ベーシックな「ハイライト」、定番となった「インナーカラー」などのデザインカラーに加わったのが「アンブレラカラー」。ワントーンカラーに飽きたお客さま、ハイライトよりも個性的なスタイルを目指したいお客さまから支持をあつめており、レングスを問わないため、今後幅広い方へ提案できるデザインカラーとなりそうです。

  • 表面に明るい色、内側に暗い色(または地毛)を配置し、傘をさすように被せたヘアカラーのこと
  • 表面の明るい色は、①トップを薄く取るか、 ②チップでランダムに取り、ブリーチ後オンカラーが一般的

実際にアンブレラカラーをお客さまへ多く提案されている、堤良太さん[Un ami/東京都渋谷区]飯島明さん[SALOWIN IL salice/東京都渋谷区]お2人の写真を借りてアンブレラカラーのバリエーションを解説します。

アンブレラカラーvar.1 定番アンブレラカラー

表面に明るい色、内側に暗い色を配置した定番の「アンブレラカラー」です。

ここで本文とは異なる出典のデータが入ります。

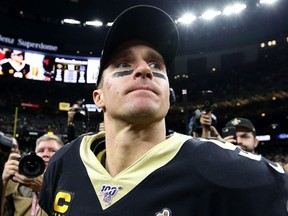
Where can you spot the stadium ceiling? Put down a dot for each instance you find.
(44, 20)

表面はブリーチ後オンカラー。内側は地毛の暗さを活かす場合が多く、ヘアダメージが気になるお客さまへも提案しやすいデザインカラーです。

【表面・ブリーチ1回】1剤/アクセスフリー パウダーブリーチ(ナプラ) 2剤/OX6%2倍
【表面・オンカラー】1剤/アルティスト SBe/11(サンドベージュ):TG/11(トープグレージュ)=3:1(資生堂) 2剤…OX3%等倍
【内側】地毛

【表面・ブリーチ1回】1剤/ブリーチ120(アリミノ) 2剤/OX6%2倍
【表面・オンカラー】BLカラー クリア:8GB(グレイブラウン):8MT(モノトーン):V8(バイオレット)=4:1:1:10%(フィヨーレ) 2剤/OX1.5%等倍
【内側】地毛

アンブレラカラーvar.2 逆アンブレラカラー

var.1とは反対に、表面に暗い色、内側に明るい色を配置したのが「逆アンブレラカラー」です。逆アンブレラカラー最大のメリットは、根元が伸びても気になりにくいこと。表面に地毛を活かせばブリーチによるヘアダメージ範囲もおさえられます。

【表面】 地毛
【内側・ブリーチ2回】1剤/アクセスフリー パウダーブリーチ(ナプラ) 2剤/OX6% 1.5倍
【内側・オンカラー】1剤/キャラデコCREAR-t(クリアー):white/I(ホワイト):A purple/a(アクリルパープル):A orange/a(アクリルオレンジ)=1:20%:2%:2%(中野製薬) 2剤/OX3%等倍

表面・オンカラー1剤/アルティストTG/11(トープグレージュ):CB/11(カカオブラウン)=2:1(資生堂) 2剤/OX4%等倍
【内側・ブリーチ2回】/1剤/アクセスフリー パウダーブリーチ(ナプラ):プレックス剤=1:5% 2剤/OX6% 2倍
【内側・オンカラー】1剤/エドル Gr-13(グレージュ):IV(アイボリー):FP-13(フューシャピンク)=1:1:2%(ルベル) 2剤/OX3%等倍

アンブレラカラーvar.3 ヴィヴィッドアンブレラカラー

表面をブリーチ後、大胆なヴィヴィッドカラーをのせれば、より個性的なデザインに仕上がります。全頭ブリーチに抵抗はあるけれど、人とは違うヘアカラーを楽しみたいお客さまへ提案してみましょう。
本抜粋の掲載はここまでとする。